Role of enhanced sampling in Enzyme catalysis.
For most enzyme-substrate reactions, the binding of the substrate in the active site of the enzyme is very important. From our practical experience in Quantumzyme, we have noticed that the active site is not always at the enzyme surface, in most of the projects we work on, we found binding pocket is through a tunnel in a deep pocket. To understand the enzyme-substrate binding or to explore the activity of the enzyme towards the substrate, the stability of the substrate at the active site needs to be studied. If the active site exists after a narrow tunnel, the basic understanding of the residues present in the tunnel becomes extremely important. To see the substrate binding-unbinding process, we need to implement the enhanced MD tools. Here, choosing of CV becomes extremely crucial. We can choose the distance between the centre of mass (COM) of the substrate and the COM of the binding residues. Multi CV is also implemented in recently advanced techniques like umbrella sampling, and Metadynamics using PLUMED. Along with distance, we can choose the basic dihedral, which is changing the whole substrate orientation. In every case, we must ensure that the chosen CVs should cover the slow dynamics of the binding-unbinding process. As in Quantumzyme, we mostly focus on enzyme engineering, to make enzyme work efficiently for the unnatural substrate. So enhanced sampling becomes critical technique to identify hotspots which tell us about interacting residue with ligand and there after mutate those residues along with screening the mutations based on free energy. CV is tremendously important to get reliable free energy landscape. So, with correct selection of CV/CVs we can identify the bottleneck of substrate binding to an enzyme.
references
Reference:
- Kästner, J. Umbrella Sampling. Wiley Interdiscip. Rev.: Comput. Mol. Sci. 2011, 1, 932-942.
- Torrie, Glenn M., and John P. Valleau. "Nonphysical sampling distributions in Monte Carlo free-energy estimation: Umbrella sampling." Journal of Computational Physics 23, no. 2 (1977): 187-199.

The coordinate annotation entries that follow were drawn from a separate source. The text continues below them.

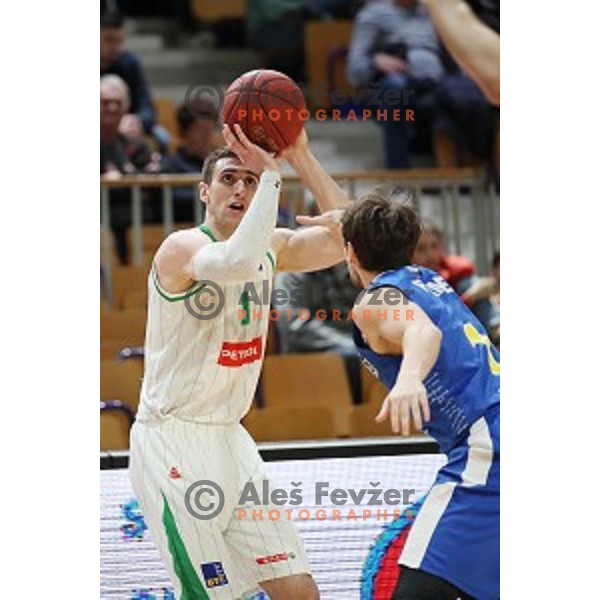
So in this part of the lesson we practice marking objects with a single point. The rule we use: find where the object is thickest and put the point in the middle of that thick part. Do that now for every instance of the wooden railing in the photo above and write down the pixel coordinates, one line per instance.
(445, 183)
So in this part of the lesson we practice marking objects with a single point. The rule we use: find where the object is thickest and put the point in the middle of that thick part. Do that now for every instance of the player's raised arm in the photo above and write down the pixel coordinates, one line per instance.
(402, 328)
(184, 258)
(321, 245)
(328, 194)
(474, 46)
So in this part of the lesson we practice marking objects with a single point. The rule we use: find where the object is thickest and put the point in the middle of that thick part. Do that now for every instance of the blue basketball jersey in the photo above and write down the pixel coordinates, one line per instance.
(464, 382)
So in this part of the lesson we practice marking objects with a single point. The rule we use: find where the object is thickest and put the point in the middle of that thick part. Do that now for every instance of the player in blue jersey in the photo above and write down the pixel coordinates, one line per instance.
(442, 373)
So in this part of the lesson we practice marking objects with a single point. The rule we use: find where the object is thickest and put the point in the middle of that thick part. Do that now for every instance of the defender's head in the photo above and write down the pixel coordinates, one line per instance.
(380, 234)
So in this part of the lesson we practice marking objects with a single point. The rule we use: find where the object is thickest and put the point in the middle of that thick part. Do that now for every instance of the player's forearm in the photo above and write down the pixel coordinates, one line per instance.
(420, 347)
(328, 194)
(237, 258)
(474, 46)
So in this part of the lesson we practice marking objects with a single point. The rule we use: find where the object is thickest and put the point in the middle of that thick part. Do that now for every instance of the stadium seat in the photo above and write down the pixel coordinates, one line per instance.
(116, 419)
(373, 391)
(121, 381)
(290, 423)
(314, 379)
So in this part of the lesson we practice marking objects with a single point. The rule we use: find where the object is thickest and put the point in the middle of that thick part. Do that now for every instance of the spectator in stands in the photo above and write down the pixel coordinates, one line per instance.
(325, 291)
(120, 154)
(197, 125)
(276, 31)
(459, 272)
(488, 288)
(465, 123)
(394, 49)
(114, 60)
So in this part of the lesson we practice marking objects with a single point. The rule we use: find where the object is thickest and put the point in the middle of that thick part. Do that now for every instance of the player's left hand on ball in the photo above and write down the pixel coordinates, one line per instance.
(253, 157)
(408, 398)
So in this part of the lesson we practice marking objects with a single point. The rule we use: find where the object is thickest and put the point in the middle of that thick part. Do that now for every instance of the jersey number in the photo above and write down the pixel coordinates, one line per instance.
(246, 308)
(475, 338)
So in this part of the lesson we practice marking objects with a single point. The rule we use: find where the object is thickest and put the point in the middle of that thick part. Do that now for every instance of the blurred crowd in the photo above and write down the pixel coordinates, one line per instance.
(393, 47)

- Laio, Alessandro, and Francesco L. Gervasio. "Metadynamics: a method to simulate rare events and reconstruct the free energy in biophysics, chemistry and material science." Reports on Progress in Physics 71, no. 12 (2008): 126601
- Barducci, Alessandro, Massimiliano Bonomi, and Michele Parrinello. "Metadynamics." Wiley Interdisciplinary Reviews: Computational Molecular Science 1, no. 5 (2011): 826-843.